You recently joined Boston ARCH as a co-investigator. What are you most looking forward to in the 4F study?
Selfishly, I am really excited about the intervention pilot, which I’ll be involved with later in the study. I have just completed my first intervention randomized control trial of a text message intervention compared to patient navigation, in a study funded by the Patient Center Outcomes Research Institute. I’ve always been a scientist who supports behavioral interventions, and this was my first foray into intervention development. I enjoyed that far more than I was expecting – both the intervention development aspects and the trial implementation. Even though the 4F intervention is a small pilot that is still developing and forming, I think this study will be really fun, and I’m really looking forward to it.
Tell us something surprising about yourself.
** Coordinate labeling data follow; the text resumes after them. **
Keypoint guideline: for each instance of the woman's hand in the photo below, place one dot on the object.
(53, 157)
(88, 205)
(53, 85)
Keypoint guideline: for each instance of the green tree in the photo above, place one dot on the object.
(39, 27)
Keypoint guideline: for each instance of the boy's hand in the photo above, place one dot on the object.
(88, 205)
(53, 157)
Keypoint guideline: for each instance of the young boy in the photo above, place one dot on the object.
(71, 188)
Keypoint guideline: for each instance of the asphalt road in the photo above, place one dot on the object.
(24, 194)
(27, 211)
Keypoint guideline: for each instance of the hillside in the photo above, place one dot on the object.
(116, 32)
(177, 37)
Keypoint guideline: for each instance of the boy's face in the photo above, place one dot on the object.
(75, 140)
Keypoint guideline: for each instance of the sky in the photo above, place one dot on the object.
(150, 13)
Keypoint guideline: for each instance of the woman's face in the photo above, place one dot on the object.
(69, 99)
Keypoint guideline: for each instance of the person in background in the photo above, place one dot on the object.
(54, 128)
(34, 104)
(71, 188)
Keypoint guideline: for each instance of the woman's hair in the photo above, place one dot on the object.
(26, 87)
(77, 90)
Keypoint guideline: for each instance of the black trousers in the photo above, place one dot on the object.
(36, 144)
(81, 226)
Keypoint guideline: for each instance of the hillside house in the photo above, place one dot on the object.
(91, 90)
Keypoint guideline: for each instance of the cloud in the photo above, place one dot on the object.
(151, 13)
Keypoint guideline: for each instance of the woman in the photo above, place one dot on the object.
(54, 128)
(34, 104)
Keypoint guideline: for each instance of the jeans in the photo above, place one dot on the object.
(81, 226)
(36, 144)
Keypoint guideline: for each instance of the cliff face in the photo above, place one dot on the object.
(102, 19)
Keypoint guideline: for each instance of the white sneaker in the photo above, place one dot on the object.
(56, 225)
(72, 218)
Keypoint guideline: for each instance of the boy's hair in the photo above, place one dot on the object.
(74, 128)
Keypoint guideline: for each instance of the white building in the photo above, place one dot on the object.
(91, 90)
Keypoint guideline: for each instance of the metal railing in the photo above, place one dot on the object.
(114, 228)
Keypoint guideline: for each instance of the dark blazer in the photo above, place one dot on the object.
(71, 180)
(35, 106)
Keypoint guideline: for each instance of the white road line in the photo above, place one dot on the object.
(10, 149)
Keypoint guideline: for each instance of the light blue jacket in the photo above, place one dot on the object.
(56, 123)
I like insects, and I have an insect collection. My husband also has a butterfly collection which I love, so together we have quite the naturalist wall in our house. Everywhere I travel I try to find either a bug or a butterfly to add to the collection. I became interested in it because my husband always loved butterflies from West Africa, and I’ve always loved beetles, so when we first travelled together we went to Nepal and Tibet, there were some amazing specimens and we decided to collect them. Nature is fascinating, and it’s fun to step outside yourself and explore a whole other scale of the world. One summer we went to Indonesia, and we bought a number of insects. Later that year, there was a horrible nor’easter, so we decided to take them out and mount them. It’s so fun – it feels like you are in a totally different century. You hold it up and you’re like “Is this real?” I like the double-sided frames because you can see the underside of the bugs – they’re camouflaged, so to predators they look like a stick, but underneath there are vibrant other colors. My kids really like them too.